Start-ups, start-ups in India, food start-ups, Retail
Micro and small enterprises (MSEs) in the branded foods segment need significant improvement in capital position and talent to scale up.
Revenues in the packaged foods industry are estimated at Rs 1.3 trillion and are highly fragmented, given the diversity in cuisine and flavours across regions.
The sector is expected to log a compound annual growth rate (CAGR) of 15-18 per cent in the next three years, spurred by rising disposable incomes, urbanisation and an increase in the population of working women.
That is a material opportunity for branded foods, which account for two-thirds of the packaged foods market.

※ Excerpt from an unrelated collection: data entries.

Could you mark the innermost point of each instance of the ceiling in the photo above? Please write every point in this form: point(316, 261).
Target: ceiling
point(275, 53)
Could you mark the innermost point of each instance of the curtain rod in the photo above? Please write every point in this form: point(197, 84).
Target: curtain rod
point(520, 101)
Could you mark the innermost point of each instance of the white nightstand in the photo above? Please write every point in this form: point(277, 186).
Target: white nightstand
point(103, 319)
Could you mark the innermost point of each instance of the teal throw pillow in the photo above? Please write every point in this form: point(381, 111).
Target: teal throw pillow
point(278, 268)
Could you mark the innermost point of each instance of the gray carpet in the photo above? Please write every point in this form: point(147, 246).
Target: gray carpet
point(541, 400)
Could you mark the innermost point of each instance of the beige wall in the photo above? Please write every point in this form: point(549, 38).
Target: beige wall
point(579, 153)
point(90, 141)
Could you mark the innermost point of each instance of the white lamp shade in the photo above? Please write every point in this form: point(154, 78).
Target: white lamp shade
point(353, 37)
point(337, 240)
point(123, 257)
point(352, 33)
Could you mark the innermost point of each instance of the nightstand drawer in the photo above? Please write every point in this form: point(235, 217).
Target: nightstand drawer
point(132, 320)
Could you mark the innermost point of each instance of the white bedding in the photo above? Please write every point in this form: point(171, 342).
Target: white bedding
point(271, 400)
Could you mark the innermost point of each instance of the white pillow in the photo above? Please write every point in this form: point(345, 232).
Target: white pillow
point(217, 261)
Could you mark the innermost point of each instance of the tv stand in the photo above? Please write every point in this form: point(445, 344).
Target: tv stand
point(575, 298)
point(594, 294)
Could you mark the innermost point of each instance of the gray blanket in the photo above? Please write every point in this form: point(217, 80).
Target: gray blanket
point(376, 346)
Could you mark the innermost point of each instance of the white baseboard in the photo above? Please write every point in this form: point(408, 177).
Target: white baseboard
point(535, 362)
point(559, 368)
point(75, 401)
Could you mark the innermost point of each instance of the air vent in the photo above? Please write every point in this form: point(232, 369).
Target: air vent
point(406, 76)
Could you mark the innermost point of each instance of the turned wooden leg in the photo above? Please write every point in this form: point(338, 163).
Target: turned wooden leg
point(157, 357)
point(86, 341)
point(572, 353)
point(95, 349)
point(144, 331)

CRISIL’s analysis of over 150 rated MSEs in the branded foods segment shows that many have created strong local brands by catering to local tastes while maintaining good hygiene and quality. Some of them started as cottage industries, making pickles, bakery products and ready-to-eat snacks, but now have an annual sales turnover of over Rs 100 million.
However, their ability to scale up into big players remains limited.
Over three-fourths of those analysed are family-managed. Tussles over management
control often lead to reluctance to contribute capital (internal or external), let alone professional management.
It also curbs investment in quality control in times of ever-tightening food safety and audit norms.
Given this, the operating profit margin of these MSEs between fiscals 2015 and 2017 was in the range of 7-9 per cent, compared with over 15 per cent for established large players.
“These MSEs need capital and professional management
on priority, to improve product and packaging, and build distribution channels,” said T Raj Sekhar, Director, CRISIL SME Ratings. “Entrepreneurial success stories in bhujia, beverages, biscuits and papad, built by developing strong pan-India brands in the past decade, are worth emulating.”